"How goes it with the distinguished gentleman, Elise? I hear you are his slave."

The girl turned a little pale. She was passing a hot iron over some coarse sheets, and, pausing, she looked steadily at him and replied:

"It is not far to Dalgrothe Mountain, monsieur."

"The journey's too long for me; I haven't your hot young blood," he said suggestively.

"It was not so long a dozen years ago, monsieur." De la Riviere flushed to his hair. That memory was a hateful chapter in his life—a boyish folly, which involved the miller's wife. He had buried it, the village had forgotten it,—such of it as knew,—and the remembrance of it stung him. He had, however, brought it on himself, and he must eat the bitter fruit.

The girl's eyes were cold and hard. She knew him to be Valmond's enemy, and she had no idea of sparing him. She knew also that he had been courteous enough to send a man each day to inquire after Valmond, but that was not to the point; he was torturing her, he had prophesied the downfall of her "spurious Napoleon."

"It will be too long a journey for you, and for all, presently," he said.

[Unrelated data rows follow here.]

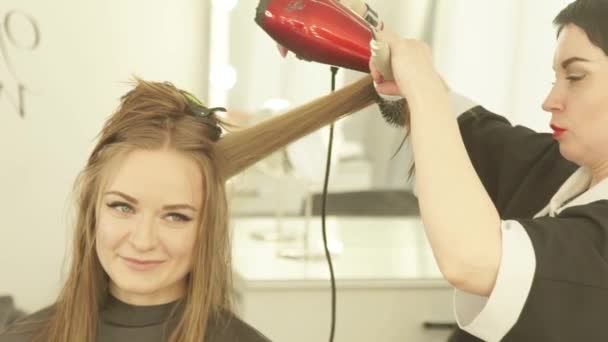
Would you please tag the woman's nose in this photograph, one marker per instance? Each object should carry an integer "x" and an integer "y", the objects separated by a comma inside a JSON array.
[
  {"x": 143, "y": 236},
  {"x": 554, "y": 101}
]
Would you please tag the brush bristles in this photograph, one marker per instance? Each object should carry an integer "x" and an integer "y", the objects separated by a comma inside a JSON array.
[{"x": 396, "y": 113}]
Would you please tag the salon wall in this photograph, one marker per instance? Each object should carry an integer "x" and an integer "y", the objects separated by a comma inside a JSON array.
[{"x": 71, "y": 79}]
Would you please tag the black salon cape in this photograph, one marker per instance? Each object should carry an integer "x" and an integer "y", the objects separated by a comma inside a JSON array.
[
  {"x": 121, "y": 322},
  {"x": 521, "y": 170}
]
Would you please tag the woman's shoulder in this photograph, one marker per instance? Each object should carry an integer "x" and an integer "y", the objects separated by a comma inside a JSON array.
[
  {"x": 230, "y": 328},
  {"x": 25, "y": 328}
]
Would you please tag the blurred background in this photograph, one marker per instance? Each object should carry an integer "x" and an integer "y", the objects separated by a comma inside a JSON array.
[{"x": 64, "y": 64}]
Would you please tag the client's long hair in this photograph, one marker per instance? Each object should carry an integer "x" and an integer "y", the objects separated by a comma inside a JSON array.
[{"x": 244, "y": 148}]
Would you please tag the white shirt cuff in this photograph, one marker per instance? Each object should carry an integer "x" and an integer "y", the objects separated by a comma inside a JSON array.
[{"x": 491, "y": 318}]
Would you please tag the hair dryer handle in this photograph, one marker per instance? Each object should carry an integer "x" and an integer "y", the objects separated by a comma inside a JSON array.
[{"x": 381, "y": 55}]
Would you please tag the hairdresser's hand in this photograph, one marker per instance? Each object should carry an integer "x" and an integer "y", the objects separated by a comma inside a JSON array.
[{"x": 413, "y": 70}]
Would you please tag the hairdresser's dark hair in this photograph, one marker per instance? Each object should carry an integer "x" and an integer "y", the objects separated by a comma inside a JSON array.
[{"x": 589, "y": 15}]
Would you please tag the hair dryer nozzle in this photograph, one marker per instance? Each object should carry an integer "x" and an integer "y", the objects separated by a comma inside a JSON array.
[{"x": 323, "y": 31}]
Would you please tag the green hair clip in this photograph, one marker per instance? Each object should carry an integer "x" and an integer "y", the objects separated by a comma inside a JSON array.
[{"x": 197, "y": 107}]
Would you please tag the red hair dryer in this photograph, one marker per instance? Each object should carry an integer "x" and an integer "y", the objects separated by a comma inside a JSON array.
[{"x": 323, "y": 31}]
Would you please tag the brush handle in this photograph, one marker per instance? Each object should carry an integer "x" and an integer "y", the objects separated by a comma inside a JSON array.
[
  {"x": 381, "y": 53},
  {"x": 381, "y": 56},
  {"x": 361, "y": 8}
]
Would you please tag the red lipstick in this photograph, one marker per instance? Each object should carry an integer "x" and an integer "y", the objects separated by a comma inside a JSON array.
[{"x": 557, "y": 131}]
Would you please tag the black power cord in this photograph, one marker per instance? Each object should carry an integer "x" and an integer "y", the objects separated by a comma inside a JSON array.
[{"x": 334, "y": 71}]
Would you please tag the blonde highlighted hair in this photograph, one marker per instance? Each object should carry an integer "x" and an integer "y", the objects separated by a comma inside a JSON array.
[{"x": 154, "y": 116}]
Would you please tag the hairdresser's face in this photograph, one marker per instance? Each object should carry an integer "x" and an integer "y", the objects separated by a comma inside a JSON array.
[
  {"x": 578, "y": 100},
  {"x": 147, "y": 226}
]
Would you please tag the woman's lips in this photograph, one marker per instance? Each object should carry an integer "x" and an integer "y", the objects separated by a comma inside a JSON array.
[
  {"x": 557, "y": 131},
  {"x": 141, "y": 265}
]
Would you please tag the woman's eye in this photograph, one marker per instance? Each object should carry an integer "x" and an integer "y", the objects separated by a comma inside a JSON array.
[
  {"x": 122, "y": 207},
  {"x": 176, "y": 217}
]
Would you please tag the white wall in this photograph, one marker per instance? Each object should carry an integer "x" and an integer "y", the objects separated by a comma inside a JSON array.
[{"x": 87, "y": 50}]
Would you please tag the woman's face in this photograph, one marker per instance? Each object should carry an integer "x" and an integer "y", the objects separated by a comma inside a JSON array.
[
  {"x": 147, "y": 223},
  {"x": 578, "y": 100}
]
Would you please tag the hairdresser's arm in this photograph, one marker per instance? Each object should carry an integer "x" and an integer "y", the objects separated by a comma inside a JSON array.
[{"x": 462, "y": 223}]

"You mean that His Excellency will die?" she asked, her heart beating so hard that it hurt her. Yet the flat-iron moved backwards and forwards upon the sheets mechanically.

"Or fight a Government," he answered. "He has had a good time, and good times can't last for ever, can they, Elise? Have you ever thought of that?"

She turned pale and swayed over the table. In an instant he was beside her; for though he had been irritable and ungenerous, he had at bottom a kind heart. Catching up a glass of water, he ran an arm round her waist and held the cup to her lips.